Practicing 10,000 hours can only help.

But one factor rises above all others in determining athletic prowess.

Drive.

I have seen it firsthand.  From the third grade girl with the wicked jump shot to the middle-school soccer player with the sick moves, the best players in youth sports have all been driven to excellence.

More interesting than the outcome however, is the source of that drive.  They didn’t get it from a parent that coaches,  better equipment or a spot on the select team.  They weren’t even born with it.  They earned it through struggle.

The best kids share a common trait.  They all have older siblings who also play.  It is the lone source of grit for kids these days and this alone has set them up to succeed.  You see at some point they were in a pickup game and realized that they had a choice.  Either quit, learn to play better, or continue to get your butt kicked daily.

Their failures + their struggles + their challenges =  their fuel

Have you ever heard Michael Jordan’s hall of fame induction speech?  It’s like none other.  Most of these Hall of Fame guys are all but finished with life.  They hobble up to the podium on induction day and recount all the great things that ever happened to them.  Broken and gray, they tear up about what used to be, they thank people and they leave.
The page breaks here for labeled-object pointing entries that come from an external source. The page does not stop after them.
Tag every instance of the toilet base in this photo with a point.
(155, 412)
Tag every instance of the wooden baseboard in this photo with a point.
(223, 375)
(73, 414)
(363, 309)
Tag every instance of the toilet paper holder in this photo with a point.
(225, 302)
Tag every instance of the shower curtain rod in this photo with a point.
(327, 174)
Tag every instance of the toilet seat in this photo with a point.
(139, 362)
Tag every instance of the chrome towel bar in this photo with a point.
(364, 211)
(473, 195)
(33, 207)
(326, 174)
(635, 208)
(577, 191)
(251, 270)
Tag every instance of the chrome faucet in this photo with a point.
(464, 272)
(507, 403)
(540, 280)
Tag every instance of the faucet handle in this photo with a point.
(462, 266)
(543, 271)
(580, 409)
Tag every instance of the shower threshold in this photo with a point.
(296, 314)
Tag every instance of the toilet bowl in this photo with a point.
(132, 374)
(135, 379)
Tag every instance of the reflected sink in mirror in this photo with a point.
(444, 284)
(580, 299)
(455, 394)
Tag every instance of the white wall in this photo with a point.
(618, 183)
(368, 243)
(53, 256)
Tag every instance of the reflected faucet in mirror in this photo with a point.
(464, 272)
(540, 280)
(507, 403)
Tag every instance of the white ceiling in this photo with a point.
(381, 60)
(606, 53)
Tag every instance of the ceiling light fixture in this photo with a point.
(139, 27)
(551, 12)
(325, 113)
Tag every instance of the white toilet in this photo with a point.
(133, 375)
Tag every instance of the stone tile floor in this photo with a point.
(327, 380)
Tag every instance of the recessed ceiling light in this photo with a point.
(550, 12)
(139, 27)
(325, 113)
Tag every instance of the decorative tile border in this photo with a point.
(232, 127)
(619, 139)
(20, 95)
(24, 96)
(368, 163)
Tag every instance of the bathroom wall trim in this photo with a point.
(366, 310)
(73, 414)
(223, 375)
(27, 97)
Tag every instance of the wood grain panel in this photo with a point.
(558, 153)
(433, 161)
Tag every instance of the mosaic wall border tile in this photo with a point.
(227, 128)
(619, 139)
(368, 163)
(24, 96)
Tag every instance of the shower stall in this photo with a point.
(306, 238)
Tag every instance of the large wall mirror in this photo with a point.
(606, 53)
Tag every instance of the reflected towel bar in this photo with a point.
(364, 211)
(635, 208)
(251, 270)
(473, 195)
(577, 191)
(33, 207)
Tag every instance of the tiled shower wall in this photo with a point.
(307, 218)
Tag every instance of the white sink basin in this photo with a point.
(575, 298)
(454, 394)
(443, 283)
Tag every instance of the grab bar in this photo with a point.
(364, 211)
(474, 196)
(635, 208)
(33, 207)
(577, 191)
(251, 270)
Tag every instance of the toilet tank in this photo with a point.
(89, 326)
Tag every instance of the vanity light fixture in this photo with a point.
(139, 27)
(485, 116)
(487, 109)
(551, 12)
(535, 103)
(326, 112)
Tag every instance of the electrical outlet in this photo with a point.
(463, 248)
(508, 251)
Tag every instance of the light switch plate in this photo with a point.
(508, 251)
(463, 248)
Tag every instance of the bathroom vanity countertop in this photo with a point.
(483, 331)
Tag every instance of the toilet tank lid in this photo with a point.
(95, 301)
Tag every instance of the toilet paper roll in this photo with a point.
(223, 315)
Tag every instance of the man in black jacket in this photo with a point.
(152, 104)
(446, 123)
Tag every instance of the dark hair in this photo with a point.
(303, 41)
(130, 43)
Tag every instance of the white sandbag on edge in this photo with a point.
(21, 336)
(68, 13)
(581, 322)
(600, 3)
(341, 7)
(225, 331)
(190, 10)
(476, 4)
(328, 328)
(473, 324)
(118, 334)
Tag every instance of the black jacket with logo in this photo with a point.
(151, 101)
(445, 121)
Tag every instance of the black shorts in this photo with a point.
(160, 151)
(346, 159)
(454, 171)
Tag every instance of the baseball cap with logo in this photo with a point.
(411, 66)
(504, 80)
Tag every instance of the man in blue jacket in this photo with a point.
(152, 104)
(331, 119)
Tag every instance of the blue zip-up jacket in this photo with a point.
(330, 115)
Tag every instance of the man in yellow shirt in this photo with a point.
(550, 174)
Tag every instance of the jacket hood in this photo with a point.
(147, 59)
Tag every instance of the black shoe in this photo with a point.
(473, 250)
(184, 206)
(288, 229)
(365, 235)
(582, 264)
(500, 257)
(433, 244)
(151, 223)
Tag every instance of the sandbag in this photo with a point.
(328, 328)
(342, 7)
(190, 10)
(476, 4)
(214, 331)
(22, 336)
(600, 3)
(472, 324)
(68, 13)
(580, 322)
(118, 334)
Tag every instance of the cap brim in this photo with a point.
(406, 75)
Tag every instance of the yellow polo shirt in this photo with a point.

In short, they give a nice speech.

Michael has no time for nice, he’s still burning.

“I got two brothers – James and Larry –They gave me all I could ever ask for in terms of competition. My brother Larry dude fought me every single day. You guys sit there asking where is my competition or where did my competitive nature come from? It came from them. They started the fire in me.  And as I moved on in my career people added wood to that fire…”– Michael Jordan

He continues in the speech to recount every disappointment and every slight.  Three thousand six hundred and nine words about setbacks.  He names names.

From players who bested him, to GMs who doubted him, to opponents who questioned him, each is called out as a log.  Logs, lobbed onto a fire, fuel for his drive, building the inferno that is Michael Jordan.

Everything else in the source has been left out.